A Declaration (Classification) of (Modified) Independence

Tonight I was crushed at freeze tag by a pre-teen, two children, and a peer. I mean crushed. My five and half year old was unfreezing me as needed, and when I was “it,” my three year old was my only active target. I had the head drop to juke left, but no spring off my left foot to jolt back right. I tried to spin away from an incoming freeze tag, and I aimlessly hopped on my strong right foot, down our slightly declining back yard.

I declared victory, anyway.

Not because my house, my rules.

No. Instead–well, if you have heard me speak in the past several months, refining and sharpening my illness narrative, you know the climax of my awake craniotomy and surgical resection to debulk a 71mm primary brain tumor included the adjudication of a life-altering decision to either press on with aggressive surgery at the risk of left-sided paralysis, or remain conservative, protecting sensory motor function with impairment, leaving remaining tumor in the margins of my surgical cavity.  I decided to pursue a more conservative resection, on grounds of my young family–three boys under five years old, and our (necessarily) active lifestyle. This decision was made while on the operating table, skull opened, my inner emotional and physical life exposed, if there is a distinction to be made.

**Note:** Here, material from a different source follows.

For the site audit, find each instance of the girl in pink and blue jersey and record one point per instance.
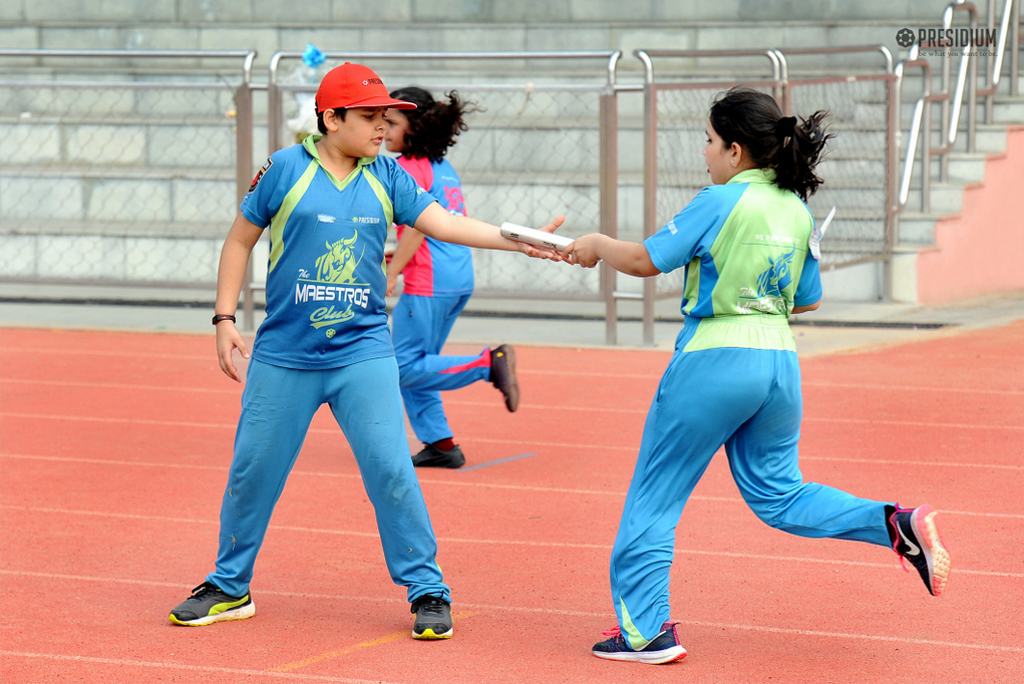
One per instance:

Tonight I tossed my cane aside. I ran (I mean, sort of ran. Ran-ish) with my boys, their cousins, my brother in law. My awkward gait pounded my feet into the hard summer soil of an Indiana summer through the flat soles of the Sambas I used to wear for ollies and standing for hours at local concerts (“shows”).

My neurosurgeon told me to make my decision based on my quality of life today, not what I imagine could be the case in the future. My decision ultimately was to maintain what function I had left after a huge tumor smashed my right ventricle, motor sensory cortex, and post-central gyrus. I took this bet to leave cancer in my head and rolled the dice for research oncology to save my life while I hobbled after my boys outside during the slowest-paced game of freeze tag that’s ever been played.

Anyway, it’s July 4th, and that is my declaration of independence. My quality of life is better for it–shorter maybe, but for tonight, anyway, better.